- Arcade flyer
- Developer: Konami
- Publisher: Konami
- Composer: Norio Hanzawa
- Platforms: Arcade, MSX2, NEC PC-9801, X68000, Famicom, Game Boy
- Release: Arcade JP: October 9, 1989; WW: 1989; MSX2 JP: March 9, 1990; Game Boy JP: March 16, 1990; NA: December 1990; Famicom JP: April 13, 1990;
- Genre: Puzzle

= Block Hole =

1989 video game

Block Hole, released in Japan as , is a 1989 puzzle video game developed and published by Konami for arcades. It was released in Japan on October 9, 1989 and internationally the same year. It was ported to the MSX2, Famicom and Game Boy as Quarth, with the exception of the European Game Boy Color release of Konami GB Collection Vol.2, where the game was renamed to the generic title Block Game for unknown reasons.

A sequel, Block Quarth, released on the Konami Net i-mode service, with an updated Block Quarth DX in 2001. It was released internationally without the "DX" suffix in 2005.

== Gameplay ==

Quarth on the MSX

Block Hole is a combination of Tetris-style gameplay and a fixed shooter in the Space Invaders tradition. The player's focus is on falling blocks, and the action is geometrical. Rather than arranging the blocks together to make a row of disappearing blocks, a spaceship positioned at the bottom of the screen shoots blocks upwards to make the falling block pattern into squares or rectangles. Once the blocks have been arranged properly, the shape is destroyed and the player is awarded points based on the shape's size. The blocks continue to drop from the top of the screen in various incomplete shapes. As each level progresses, the blocks drop at greater speed and frequency. There are also various power-ups which could be located to increase ship's speed, among other bonuses.

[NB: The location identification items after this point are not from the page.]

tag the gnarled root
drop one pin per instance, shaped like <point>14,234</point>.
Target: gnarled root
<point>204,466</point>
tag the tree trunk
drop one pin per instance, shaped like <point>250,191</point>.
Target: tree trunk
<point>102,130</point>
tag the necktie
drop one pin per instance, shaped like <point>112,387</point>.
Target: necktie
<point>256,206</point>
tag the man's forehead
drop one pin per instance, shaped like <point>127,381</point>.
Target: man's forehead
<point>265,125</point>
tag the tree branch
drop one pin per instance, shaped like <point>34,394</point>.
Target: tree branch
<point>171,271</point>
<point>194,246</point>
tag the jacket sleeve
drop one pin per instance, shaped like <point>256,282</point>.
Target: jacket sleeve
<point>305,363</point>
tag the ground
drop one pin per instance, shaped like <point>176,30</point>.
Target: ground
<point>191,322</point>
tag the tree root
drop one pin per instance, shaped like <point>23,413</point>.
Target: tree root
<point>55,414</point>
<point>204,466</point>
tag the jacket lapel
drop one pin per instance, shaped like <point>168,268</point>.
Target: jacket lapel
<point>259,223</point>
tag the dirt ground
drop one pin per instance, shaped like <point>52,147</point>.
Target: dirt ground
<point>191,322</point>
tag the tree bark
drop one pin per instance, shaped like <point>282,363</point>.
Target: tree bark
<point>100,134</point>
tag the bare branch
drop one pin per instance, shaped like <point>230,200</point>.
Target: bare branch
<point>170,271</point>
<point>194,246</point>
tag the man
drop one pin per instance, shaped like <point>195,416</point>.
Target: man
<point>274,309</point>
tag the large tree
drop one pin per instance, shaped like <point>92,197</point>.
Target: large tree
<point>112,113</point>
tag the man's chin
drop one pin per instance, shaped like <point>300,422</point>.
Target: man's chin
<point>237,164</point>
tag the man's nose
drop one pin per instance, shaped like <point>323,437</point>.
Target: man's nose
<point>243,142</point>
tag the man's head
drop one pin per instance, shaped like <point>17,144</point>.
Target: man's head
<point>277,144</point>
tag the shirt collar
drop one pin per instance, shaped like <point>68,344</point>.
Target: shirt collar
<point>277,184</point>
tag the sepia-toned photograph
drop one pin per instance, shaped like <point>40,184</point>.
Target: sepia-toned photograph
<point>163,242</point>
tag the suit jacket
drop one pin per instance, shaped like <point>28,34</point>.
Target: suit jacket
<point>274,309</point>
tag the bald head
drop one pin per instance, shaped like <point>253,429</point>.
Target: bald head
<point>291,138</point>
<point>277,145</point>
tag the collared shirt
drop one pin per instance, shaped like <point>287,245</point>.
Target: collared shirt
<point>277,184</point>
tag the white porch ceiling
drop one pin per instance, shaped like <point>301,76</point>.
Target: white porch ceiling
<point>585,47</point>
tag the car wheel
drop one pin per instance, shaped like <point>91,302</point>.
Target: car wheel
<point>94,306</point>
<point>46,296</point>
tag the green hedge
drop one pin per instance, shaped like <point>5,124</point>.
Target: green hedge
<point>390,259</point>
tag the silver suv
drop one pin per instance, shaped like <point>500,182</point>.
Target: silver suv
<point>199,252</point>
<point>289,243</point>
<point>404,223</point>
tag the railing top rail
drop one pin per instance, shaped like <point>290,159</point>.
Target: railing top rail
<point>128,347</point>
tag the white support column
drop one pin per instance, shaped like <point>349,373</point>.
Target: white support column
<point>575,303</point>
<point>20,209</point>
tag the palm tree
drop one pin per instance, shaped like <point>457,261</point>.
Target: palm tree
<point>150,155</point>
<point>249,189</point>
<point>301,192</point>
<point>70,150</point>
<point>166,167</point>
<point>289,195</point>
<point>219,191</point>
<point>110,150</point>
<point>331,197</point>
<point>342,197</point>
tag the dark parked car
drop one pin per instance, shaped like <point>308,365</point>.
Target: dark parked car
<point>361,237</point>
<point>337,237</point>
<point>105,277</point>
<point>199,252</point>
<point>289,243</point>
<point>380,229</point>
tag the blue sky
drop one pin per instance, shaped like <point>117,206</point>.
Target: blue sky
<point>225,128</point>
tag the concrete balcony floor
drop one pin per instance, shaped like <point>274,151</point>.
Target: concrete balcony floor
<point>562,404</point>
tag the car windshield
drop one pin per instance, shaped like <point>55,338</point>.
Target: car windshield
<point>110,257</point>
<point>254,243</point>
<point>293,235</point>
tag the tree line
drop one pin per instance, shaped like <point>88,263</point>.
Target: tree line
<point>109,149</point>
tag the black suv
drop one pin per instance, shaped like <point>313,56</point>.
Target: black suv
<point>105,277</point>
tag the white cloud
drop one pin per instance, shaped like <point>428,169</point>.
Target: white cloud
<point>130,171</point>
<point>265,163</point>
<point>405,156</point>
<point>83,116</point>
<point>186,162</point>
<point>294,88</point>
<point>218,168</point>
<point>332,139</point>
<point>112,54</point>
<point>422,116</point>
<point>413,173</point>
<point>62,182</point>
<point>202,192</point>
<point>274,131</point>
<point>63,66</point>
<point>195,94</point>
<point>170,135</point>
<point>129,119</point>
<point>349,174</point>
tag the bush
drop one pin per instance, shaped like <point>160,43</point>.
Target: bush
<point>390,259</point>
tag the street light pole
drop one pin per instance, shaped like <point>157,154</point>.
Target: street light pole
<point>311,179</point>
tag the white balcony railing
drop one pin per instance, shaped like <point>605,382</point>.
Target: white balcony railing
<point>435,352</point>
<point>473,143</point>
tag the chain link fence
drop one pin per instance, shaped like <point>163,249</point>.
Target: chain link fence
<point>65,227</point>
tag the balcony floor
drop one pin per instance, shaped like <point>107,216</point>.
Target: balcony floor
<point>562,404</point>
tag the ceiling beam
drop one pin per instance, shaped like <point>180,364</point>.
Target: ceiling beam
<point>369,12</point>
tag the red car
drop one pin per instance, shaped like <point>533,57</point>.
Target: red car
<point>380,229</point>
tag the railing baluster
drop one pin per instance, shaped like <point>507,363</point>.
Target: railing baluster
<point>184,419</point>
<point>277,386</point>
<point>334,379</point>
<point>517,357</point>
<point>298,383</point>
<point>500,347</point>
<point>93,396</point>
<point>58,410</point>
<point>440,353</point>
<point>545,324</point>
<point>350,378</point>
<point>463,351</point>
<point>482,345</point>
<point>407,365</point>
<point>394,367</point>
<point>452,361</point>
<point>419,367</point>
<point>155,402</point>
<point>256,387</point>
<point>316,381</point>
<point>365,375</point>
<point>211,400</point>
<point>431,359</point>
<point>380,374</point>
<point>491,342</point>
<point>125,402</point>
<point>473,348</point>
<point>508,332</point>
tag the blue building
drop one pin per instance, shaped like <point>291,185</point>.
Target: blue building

The game continues until the blocks reach the dotted line at the bottom of the screen, whereupon the player's ship is "player's ship is "quarthed", crushed flat.

=== Multiplayer ===
The arcade, MSX2, and Famicom versions had two different 2-player modes: a split-screen mode with Player 1 on the left and Player 2 on the right, and a cooperative mode where both players shared the same screen.

For the Game Boy, multiplayer requires the Game Link Cable with each player able to view only their fields on their own Game Boys.

==Reception==

In Japan, Game Machine listed Quarth on their December 1, 1989 issue as being the third most-successful table arcade unit of the month. Block Hole was a hit overseas in Europe, particularly the United Kingdom and Italy.

Philip J Reed of Nintendo Life gave the Game Boy version a 6/10 score, praising its fun gameplay but criticizing its repetitive nature.

== Re-releases ==
In 2005, Konami included the game in the Nintendo DS title Ganbare Goemon: Tōkaidōchū Ōedo Tengurikaeshi no Maki. An emulated version of the game was released by Hamster Corporation in 2006 for the PlayStation 2 as part of the Oretachi Gēsen Zoku series. Hamster also released the game as part of their Arcade Archives series for the Nintendo Switch and PlayStation 4 in 2021. The MSX version was released for the Virtual Console service for the Wii and Wii U while the Game Boy version was released on the Nintendo 3DS version of the service.